Here’s everything you need to be prepared!

FOR MIXING

  • Cocktail shaker or a Mason jar with lid

  • Strainer

  • Mixing glass or a large glass with a wide base

  • Bar spoon or long stirring implement

  • Jiggers, or small measuring cup (¼ oz – 2 oz measurements)

  • A vegetable peeler

FOR SERVING

  • Double rocks glass (approx. 12 oz.)

  • Collins or highball glass (12-14 oz.)

  • Coupe or other stemmed cocktail glass (approx. 5 oz.)

  • Straws, preferably metal

BOTTLES

  • Rye whiskey

  • Campari

  • Oloroso sherry (such as Lustau, Hidalgo or Tio Pepe; check out this primer for more information on sherry. A good rule of thumb is that you should be spending at least $14 for a 750mL bottle; anything less expensive is probably meant for cooking.)

GROCERIES, ETC.

  • Ice – about a medium mixing bowl’s worth per person

  • Demerara sugar, such as Sugar in the Raw

  • 1 lime per person

  • 1 orange, for garnish (that’ll be enough for several drinks)
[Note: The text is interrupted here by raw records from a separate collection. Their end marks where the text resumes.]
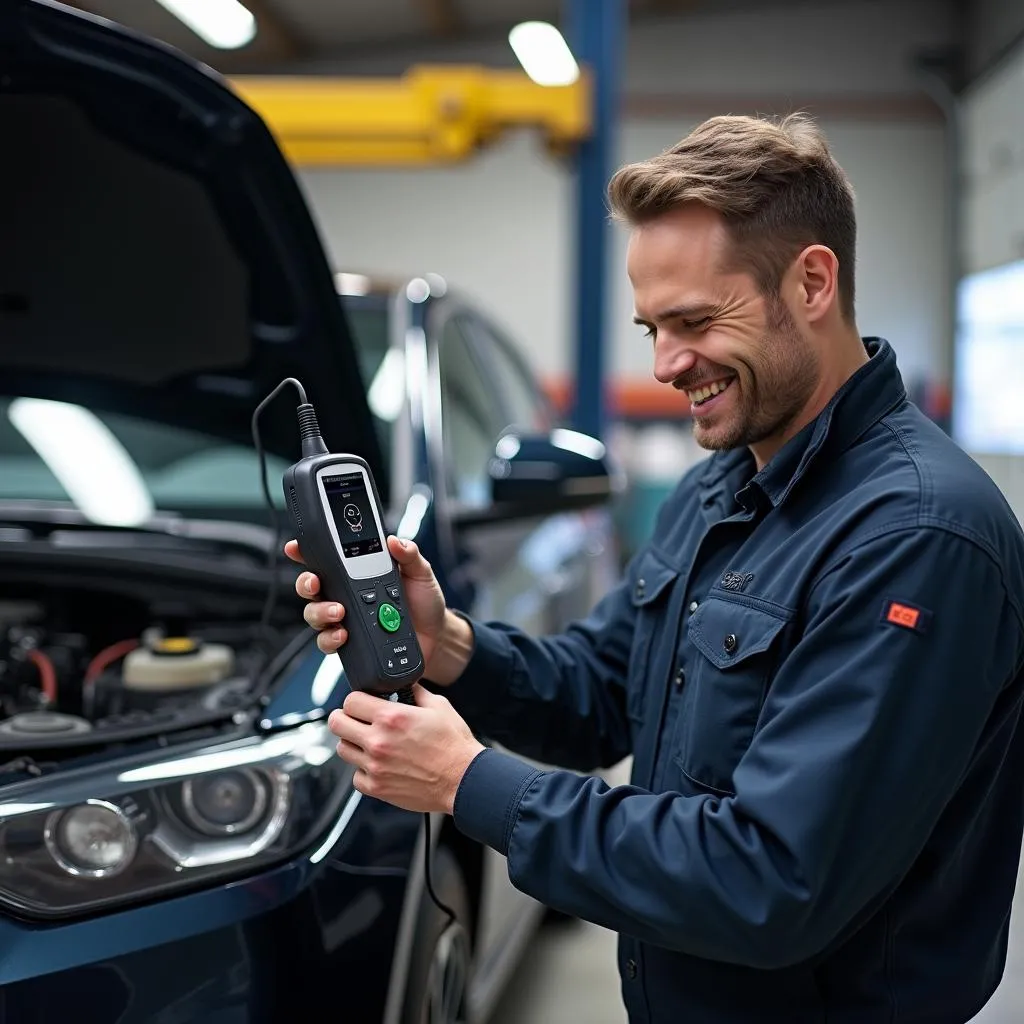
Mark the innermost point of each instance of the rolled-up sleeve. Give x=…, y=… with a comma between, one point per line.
x=870, y=723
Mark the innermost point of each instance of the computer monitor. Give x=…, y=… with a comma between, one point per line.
x=988, y=383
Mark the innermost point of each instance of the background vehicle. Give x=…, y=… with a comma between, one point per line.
x=180, y=844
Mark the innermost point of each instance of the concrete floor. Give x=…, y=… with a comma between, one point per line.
x=569, y=976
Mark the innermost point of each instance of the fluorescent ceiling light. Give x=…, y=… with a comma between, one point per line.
x=387, y=390
x=351, y=284
x=89, y=462
x=544, y=53
x=224, y=24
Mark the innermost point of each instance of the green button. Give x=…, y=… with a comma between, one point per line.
x=389, y=616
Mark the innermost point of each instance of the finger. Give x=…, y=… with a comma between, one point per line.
x=409, y=556
x=424, y=698
x=324, y=614
x=330, y=640
x=350, y=729
x=350, y=753
x=364, y=707
x=364, y=783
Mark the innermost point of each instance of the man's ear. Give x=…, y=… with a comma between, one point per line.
x=816, y=270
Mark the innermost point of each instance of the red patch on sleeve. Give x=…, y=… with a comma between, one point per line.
x=908, y=616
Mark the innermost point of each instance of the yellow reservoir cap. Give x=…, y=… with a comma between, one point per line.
x=175, y=645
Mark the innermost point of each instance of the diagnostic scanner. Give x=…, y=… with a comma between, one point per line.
x=336, y=512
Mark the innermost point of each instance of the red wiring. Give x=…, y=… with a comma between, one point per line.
x=107, y=657
x=47, y=674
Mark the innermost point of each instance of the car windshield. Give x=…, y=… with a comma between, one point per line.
x=118, y=469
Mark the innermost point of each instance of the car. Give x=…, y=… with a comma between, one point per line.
x=179, y=840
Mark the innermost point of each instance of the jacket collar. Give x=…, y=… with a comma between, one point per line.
x=869, y=394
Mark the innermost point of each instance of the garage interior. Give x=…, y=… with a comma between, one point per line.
x=426, y=150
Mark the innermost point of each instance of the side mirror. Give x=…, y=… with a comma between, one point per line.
x=535, y=475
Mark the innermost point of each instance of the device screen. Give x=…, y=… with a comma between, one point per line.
x=353, y=514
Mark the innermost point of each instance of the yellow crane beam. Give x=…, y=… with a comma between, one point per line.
x=431, y=115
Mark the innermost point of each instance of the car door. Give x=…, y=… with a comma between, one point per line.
x=568, y=554
x=527, y=570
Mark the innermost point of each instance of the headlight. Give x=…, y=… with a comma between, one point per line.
x=88, y=839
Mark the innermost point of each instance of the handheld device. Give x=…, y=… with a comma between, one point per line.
x=336, y=512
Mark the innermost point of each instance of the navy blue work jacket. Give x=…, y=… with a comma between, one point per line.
x=817, y=669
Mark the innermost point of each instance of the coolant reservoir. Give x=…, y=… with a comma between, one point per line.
x=176, y=664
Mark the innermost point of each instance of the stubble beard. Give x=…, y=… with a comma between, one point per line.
x=769, y=400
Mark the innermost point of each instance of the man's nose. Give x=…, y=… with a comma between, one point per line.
x=672, y=360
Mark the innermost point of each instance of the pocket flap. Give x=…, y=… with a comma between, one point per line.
x=652, y=577
x=726, y=633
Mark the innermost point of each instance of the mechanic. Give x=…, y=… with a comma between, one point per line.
x=816, y=660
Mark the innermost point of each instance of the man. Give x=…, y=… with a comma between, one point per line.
x=816, y=662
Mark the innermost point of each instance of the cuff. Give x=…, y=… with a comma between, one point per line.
x=486, y=803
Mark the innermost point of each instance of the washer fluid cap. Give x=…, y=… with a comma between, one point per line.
x=155, y=670
x=175, y=645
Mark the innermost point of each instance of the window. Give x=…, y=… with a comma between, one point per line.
x=471, y=418
x=522, y=398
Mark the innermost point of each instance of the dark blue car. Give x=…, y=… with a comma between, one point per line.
x=178, y=841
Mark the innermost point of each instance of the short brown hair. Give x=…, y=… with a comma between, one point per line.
x=775, y=183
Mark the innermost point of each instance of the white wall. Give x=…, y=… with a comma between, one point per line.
x=993, y=205
x=500, y=227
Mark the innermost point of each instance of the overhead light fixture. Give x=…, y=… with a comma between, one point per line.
x=544, y=53
x=351, y=284
x=92, y=466
x=224, y=24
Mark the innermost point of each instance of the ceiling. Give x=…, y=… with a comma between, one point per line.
x=293, y=33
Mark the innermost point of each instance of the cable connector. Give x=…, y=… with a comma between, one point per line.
x=309, y=435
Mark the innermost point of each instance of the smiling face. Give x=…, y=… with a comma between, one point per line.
x=741, y=359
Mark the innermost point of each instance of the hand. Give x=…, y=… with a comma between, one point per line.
x=413, y=758
x=423, y=595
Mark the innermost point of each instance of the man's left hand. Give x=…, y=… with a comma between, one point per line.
x=411, y=757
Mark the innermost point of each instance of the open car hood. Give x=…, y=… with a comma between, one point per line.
x=157, y=257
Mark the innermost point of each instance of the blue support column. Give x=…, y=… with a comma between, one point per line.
x=596, y=34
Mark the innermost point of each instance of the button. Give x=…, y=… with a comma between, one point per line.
x=399, y=657
x=388, y=616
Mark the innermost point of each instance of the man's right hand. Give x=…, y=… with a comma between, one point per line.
x=444, y=638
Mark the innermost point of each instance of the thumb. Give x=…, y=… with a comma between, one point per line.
x=424, y=698
x=409, y=556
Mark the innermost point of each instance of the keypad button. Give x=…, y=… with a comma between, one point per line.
x=389, y=616
x=399, y=656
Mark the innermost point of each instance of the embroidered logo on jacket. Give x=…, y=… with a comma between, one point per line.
x=909, y=616
x=736, y=581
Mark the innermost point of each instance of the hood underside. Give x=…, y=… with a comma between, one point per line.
x=158, y=257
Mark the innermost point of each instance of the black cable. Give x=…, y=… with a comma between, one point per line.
x=308, y=429
x=426, y=872
x=271, y=595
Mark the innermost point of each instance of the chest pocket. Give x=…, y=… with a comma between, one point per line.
x=651, y=592
x=734, y=649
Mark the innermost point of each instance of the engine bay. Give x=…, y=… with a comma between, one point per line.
x=90, y=664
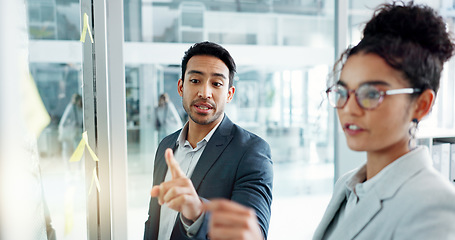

  • Good-quality tonic, such as Q Tonic or Fever-Tree

PREP TASKS

MAKE A DEMERARA SYRUP
Yield: ¾ cup
Combine ½ cup demerara sugar and ½ cup water in a small saucepan. Heat on medium, stirring frequently until sugar has completely dissolved. Allow to cool completely before storing in an airtight container. Label and date container. Keeps in fridge 4-6 weeks.

JUICE LIMES
Juice a couple limes until you have about ¾ oz. per person. Strain the juice through a fine mesh strainer to remove seeds and pulp. Store in fridge until it’s time to use it.

recipes

SHERRY AMERICANO
1½ oz. Campari
1½ oz. oloroso sherry
Tonic, to top
Pour Campari and sherry into a Collins or highball glass. Add ice. Top with 3-4 oz. tonic. Garnish with an orange twist, expressing the oils onto the surface of the drink before placing it in the drink. Serve with a straw.

BITTER END SOUR
(Adapted from Alec Bales’ “More Supreme” cocktail)
1½ oz. rye whiskey
¾ oz. lime juice
½ oz. demerara syrup
Campari, to sink
Combine rye, lime and demerara syrup in a cocktail shaker. Add plenty of ice and shake vigorously for 15 seconds. Strain into a coupe or other stemmed cocktail glass. Measure out ¼ oz. Campari and carefully pour it down the inside of the glass so it sinks to the bottom. Garnish with fresh nutmeg if you’ve got it.

JEREZ BOULEVARDIER
1 oz. rye whiskey
1 oz. oloroso sherry
1 oz. Campari
Combine all in a mixing glass. Add plenty of ice and stir until well-chilled, about 20 seconds. Strain into a rocks glass over a big cube or several small cubes. Garnish with an orange slice.